Director of Utilities Taylor Dukes reported the plans for Exmore’s sewer project are being finalized and the project should go to bid by the end of July.

All of the town’s sewer pipes will be replaced, and the system will be expanded to serve the entire town, approximately 900 customers, up from about 350 customers currently served.

Exmore’s sewer plant will be decommissioned, as it will no longer be needed. The town has partnered with the Hampton Roads Sanitation District, which will build a force main to transport wastewater from Exmore and other localities to Onancock’s treatment facility, which has excess capacity.

Exmore is still pursuing grant funding to cover as much of its multimillion-dollar sewer project as possible and minimize borrowing.

The town has been notified that U.S. Sen. Mark Warner may be able to direct federal funding for infrastructure to Exmore for its sewer project.
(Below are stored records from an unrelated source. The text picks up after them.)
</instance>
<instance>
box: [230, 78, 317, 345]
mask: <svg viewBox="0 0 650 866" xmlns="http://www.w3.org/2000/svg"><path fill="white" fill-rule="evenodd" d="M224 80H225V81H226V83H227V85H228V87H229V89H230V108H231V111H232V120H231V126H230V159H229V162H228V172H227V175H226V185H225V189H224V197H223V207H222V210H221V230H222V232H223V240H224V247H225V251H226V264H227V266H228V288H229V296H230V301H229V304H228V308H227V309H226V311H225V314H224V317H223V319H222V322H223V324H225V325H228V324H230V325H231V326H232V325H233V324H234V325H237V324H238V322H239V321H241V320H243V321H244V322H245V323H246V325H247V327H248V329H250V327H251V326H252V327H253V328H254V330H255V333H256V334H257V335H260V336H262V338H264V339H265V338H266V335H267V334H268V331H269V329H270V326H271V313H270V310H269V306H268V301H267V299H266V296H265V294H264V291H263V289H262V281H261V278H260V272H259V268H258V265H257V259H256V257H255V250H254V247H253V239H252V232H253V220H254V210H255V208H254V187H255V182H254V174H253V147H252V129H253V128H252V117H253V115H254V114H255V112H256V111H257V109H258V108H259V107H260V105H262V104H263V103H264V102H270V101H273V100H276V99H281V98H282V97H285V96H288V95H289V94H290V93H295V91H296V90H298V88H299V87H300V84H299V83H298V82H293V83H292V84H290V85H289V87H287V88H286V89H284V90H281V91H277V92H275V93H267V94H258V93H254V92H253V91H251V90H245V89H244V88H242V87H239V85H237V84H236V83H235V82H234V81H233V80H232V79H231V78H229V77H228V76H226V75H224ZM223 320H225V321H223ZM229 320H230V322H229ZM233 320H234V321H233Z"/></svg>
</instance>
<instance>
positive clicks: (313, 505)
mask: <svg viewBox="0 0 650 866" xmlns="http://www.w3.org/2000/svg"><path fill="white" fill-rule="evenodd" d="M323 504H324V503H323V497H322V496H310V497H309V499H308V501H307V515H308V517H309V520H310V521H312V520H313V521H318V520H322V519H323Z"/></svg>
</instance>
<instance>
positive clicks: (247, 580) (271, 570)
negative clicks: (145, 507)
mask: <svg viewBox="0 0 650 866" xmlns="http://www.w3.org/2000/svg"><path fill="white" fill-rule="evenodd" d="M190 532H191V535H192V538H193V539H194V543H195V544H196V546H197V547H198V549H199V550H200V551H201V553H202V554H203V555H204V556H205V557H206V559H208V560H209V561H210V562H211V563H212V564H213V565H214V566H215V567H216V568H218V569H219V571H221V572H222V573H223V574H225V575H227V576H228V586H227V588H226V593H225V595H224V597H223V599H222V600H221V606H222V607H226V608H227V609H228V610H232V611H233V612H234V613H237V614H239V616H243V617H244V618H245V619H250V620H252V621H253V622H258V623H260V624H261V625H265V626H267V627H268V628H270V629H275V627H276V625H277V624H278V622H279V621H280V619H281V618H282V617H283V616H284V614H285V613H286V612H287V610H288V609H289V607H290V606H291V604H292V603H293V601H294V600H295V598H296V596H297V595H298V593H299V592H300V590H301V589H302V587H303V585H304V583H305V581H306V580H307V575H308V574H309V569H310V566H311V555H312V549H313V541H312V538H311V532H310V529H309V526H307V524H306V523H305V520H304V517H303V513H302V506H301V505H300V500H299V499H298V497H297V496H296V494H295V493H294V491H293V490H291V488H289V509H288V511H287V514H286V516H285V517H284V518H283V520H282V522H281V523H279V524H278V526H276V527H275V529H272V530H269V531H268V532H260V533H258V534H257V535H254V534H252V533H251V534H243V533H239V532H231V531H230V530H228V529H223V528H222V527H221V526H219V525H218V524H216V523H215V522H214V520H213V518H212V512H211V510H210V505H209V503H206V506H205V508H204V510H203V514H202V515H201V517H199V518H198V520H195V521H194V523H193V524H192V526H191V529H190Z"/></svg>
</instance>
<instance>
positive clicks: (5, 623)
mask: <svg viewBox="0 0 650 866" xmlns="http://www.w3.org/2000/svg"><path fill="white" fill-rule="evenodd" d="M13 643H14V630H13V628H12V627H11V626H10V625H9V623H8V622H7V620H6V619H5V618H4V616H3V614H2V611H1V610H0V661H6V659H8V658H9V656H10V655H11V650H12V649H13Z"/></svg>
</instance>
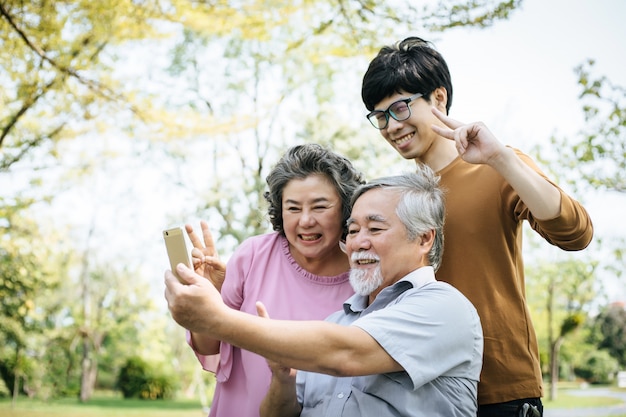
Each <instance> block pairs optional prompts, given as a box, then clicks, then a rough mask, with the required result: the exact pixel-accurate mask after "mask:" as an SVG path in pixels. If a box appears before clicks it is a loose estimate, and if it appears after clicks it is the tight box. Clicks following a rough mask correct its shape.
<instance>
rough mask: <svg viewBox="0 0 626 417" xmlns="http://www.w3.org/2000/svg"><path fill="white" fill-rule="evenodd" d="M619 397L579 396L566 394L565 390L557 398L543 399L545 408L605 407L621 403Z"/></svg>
mask: <svg viewBox="0 0 626 417" xmlns="http://www.w3.org/2000/svg"><path fill="white" fill-rule="evenodd" d="M621 403H622V401H620V400H619V398H613V397H579V396H575V395H568V394H567V392H560V393H559V394H558V396H557V399H556V400H554V401H548V400H547V399H546V398H544V399H543V404H544V406H545V407H546V408H586V407H607V406H610V405H616V404H621Z"/></svg>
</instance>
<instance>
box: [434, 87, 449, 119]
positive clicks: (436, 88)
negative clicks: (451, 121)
mask: <svg viewBox="0 0 626 417" xmlns="http://www.w3.org/2000/svg"><path fill="white" fill-rule="evenodd" d="M431 99H432V103H433V105H434V106H435V107H436V108H437V110H440V111H441V112H442V113H444V114H448V110H447V109H446V106H447V105H448V90H446V88H445V87H437V88H436V89H435V91H433V92H432V94H431Z"/></svg>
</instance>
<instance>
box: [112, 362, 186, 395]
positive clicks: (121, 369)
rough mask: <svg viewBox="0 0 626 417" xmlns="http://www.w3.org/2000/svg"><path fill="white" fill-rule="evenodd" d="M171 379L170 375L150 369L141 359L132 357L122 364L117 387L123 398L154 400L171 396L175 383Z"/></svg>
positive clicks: (146, 364) (174, 386) (117, 380)
mask: <svg viewBox="0 0 626 417" xmlns="http://www.w3.org/2000/svg"><path fill="white" fill-rule="evenodd" d="M171 381H172V378H171V377H168V376H167V375H158V374H156V372H153V371H151V370H150V369H149V366H148V364H147V363H146V361H144V360H143V359H141V358H139V357H132V358H129V359H128V360H127V361H126V364H124V366H122V369H121V370H120V375H119V378H118V380H117V387H118V388H119V390H120V391H122V395H123V396H124V398H141V399H146V400H156V399H165V398H172V397H173V394H174V390H175V386H174V385H175V384H174V383H172V382H171Z"/></svg>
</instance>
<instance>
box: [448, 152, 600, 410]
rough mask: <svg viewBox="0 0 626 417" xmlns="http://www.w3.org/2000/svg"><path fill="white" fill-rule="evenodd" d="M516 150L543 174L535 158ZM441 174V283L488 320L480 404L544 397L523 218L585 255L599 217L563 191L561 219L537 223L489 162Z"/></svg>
mask: <svg viewBox="0 0 626 417" xmlns="http://www.w3.org/2000/svg"><path fill="white" fill-rule="evenodd" d="M516 152H517V154H518V155H519V156H520V157H521V158H522V159H523V160H524V161H525V162H526V163H528V165H530V166H531V167H533V168H534V169H535V170H536V171H537V172H539V173H541V172H540V170H539V168H538V167H537V166H536V165H535V164H534V162H533V161H532V160H531V159H530V158H529V157H528V156H526V155H524V154H522V153H521V152H520V151H518V150H516ZM439 175H441V185H442V187H443V188H444V189H445V191H446V211H447V212H446V223H445V226H444V237H445V244H444V255H443V262H442V265H441V268H440V269H439V271H438V272H437V279H439V280H442V281H446V282H448V283H450V284H452V285H453V286H455V287H456V288H458V289H459V290H460V291H461V292H462V293H463V294H465V296H466V297H467V298H469V300H470V301H471V302H472V303H473V304H474V306H475V307H476V309H477V310H478V313H479V315H480V318H481V323H482V326H483V333H484V338H485V344H484V357H483V369H482V373H481V381H480V383H479V385H478V403H479V404H493V403H500V402H506V401H511V400H515V399H521V398H529V397H541V396H542V393H543V386H542V377H541V369H540V365H539V349H538V346H537V337H536V335H535V329H534V328H533V324H532V321H531V317H530V313H529V310H528V307H527V305H526V294H525V282H524V265H523V261H522V221H523V220H528V222H529V224H530V226H531V227H532V228H533V229H534V230H535V231H537V232H538V233H539V234H540V235H541V236H543V238H544V239H546V240H547V241H548V242H549V243H551V244H553V245H556V246H558V247H560V248H562V249H565V250H580V249H584V248H585V247H586V246H587V245H588V244H589V243H590V242H591V239H592V236H593V226H592V224H591V219H590V218H589V215H588V214H587V212H586V210H585V209H584V208H583V207H582V205H580V203H578V202H577V201H575V200H574V199H572V198H571V197H569V196H568V195H567V194H565V193H564V192H563V191H562V190H561V213H560V215H559V216H558V217H556V218H555V219H552V220H547V221H537V220H536V219H534V218H533V216H532V214H531V213H530V212H529V211H528V208H527V207H526V206H525V205H524V203H522V201H520V198H519V196H518V195H517V193H516V192H515V191H513V189H512V188H511V186H510V185H509V184H508V183H506V182H505V181H504V179H503V178H502V177H501V176H500V174H498V173H497V172H496V171H495V170H493V169H492V168H491V167H489V166H486V165H472V164H468V163H466V162H464V161H463V160H462V159H461V158H457V159H456V160H454V161H453V162H452V163H451V164H450V165H448V166H447V167H445V168H444V169H443V170H441V171H440V172H439ZM541 175H543V176H544V177H545V175H544V174H543V173H541Z"/></svg>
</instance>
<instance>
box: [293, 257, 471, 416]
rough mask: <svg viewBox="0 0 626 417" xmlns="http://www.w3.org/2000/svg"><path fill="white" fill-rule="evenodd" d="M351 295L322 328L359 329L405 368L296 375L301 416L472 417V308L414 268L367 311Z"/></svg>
mask: <svg viewBox="0 0 626 417" xmlns="http://www.w3.org/2000/svg"><path fill="white" fill-rule="evenodd" d="M367 300H368V298H367V297H364V296H360V295H354V296H352V297H350V298H349V299H348V300H347V301H346V302H345V303H344V306H343V310H342V311H338V312H336V313H334V314H332V315H331V316H329V317H328V319H327V321H330V322H334V323H338V324H341V325H346V326H348V325H353V326H357V327H360V328H361V329H363V330H365V331H366V332H367V333H369V334H370V335H371V336H372V337H373V338H374V339H375V340H376V341H377V342H378V343H379V344H380V345H381V346H382V347H383V349H385V351H387V353H388V354H389V355H390V356H391V357H393V359H394V360H396V362H398V363H399V364H400V365H402V367H403V368H404V371H402V372H393V373H386V374H379V375H367V376H358V377H343V378H337V377H333V376H330V375H324V374H318V373H313V372H304V371H298V375H297V393H298V401H299V402H300V404H302V413H301V414H300V416H301V417H331V416H332V417H339V416H341V417H367V416H372V417H389V416H415V417H418V416H420V417H421V416H424V417H436V416H442V417H443V416H445V417H454V416H467V417H469V416H472V417H474V416H476V409H477V400H476V395H477V386H478V379H479V375H480V370H481V367H482V351H483V336H482V328H481V326H480V320H479V318H478V314H477V312H476V309H475V308H474V306H473V305H472V304H471V303H470V302H469V300H467V298H465V296H463V295H462V294H461V293H460V292H459V291H458V290H456V289H455V288H454V287H452V286H450V285H449V284H447V283H444V282H440V281H436V280H435V276H434V271H433V268H432V267H422V268H419V269H417V270H415V271H413V272H411V273H410V274H408V275H407V276H405V277H404V278H402V279H401V280H400V281H398V282H396V283H395V284H393V285H391V286H389V287H387V288H384V289H383V290H382V291H381V292H380V293H379V294H378V295H377V296H376V299H375V300H374V302H373V303H372V304H371V305H369V306H367Z"/></svg>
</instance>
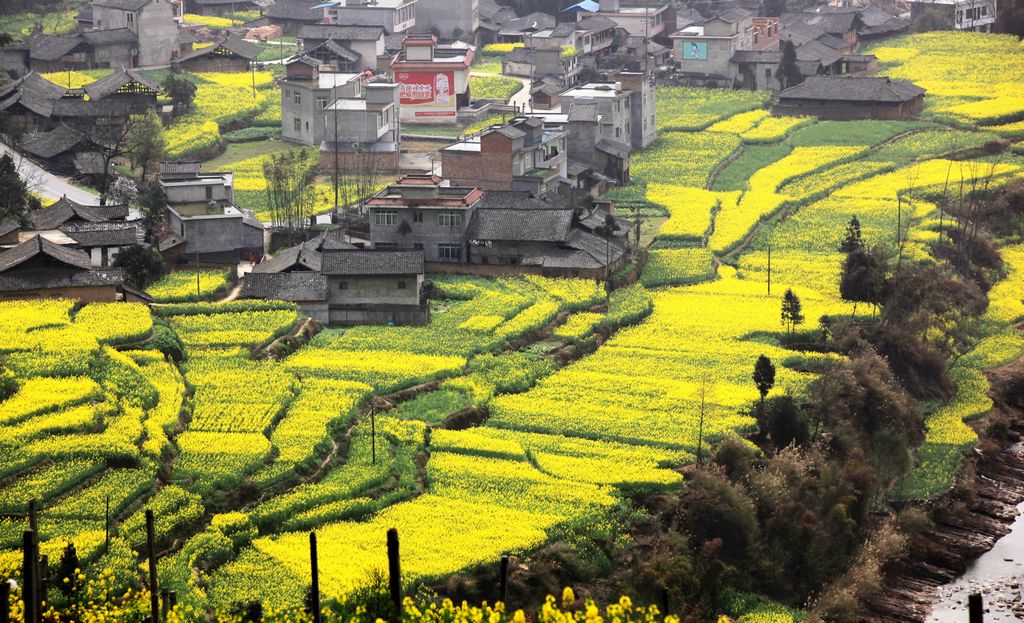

Dukes noted the town would have to provide matching funds and “have skin in the game.”

Duer said the town’s goal is to borrow just $3 million for the project, but it may have to borrow as much as $6 million.

Dukes, who is also Exmore’s zoning administrator, noted the town may want to consider “cleaning up” or demolishing one or more abandoned trailers in town to improve the appearance of the area and deter squatters.

He acknowledged the abandoned trailers are not the town’s responsibility but many property owners cannot afford demolition, which is costly. For example, Duer estimated that it would cost about $50,000 to demolish one delinquent structure near his home.

Dukes said Officer Chip Little has been largely successful in ensuring residents keep their properties free of trash and debris, but junk cars in yards are still a problem.

The town attorney, David Rowan, will draft an ordinance allowing Exmore to charge a fine of $100 per day for any abandoned vehicle on property in town. It will be one of the last tasks the attorney completes before his upcoming retirement.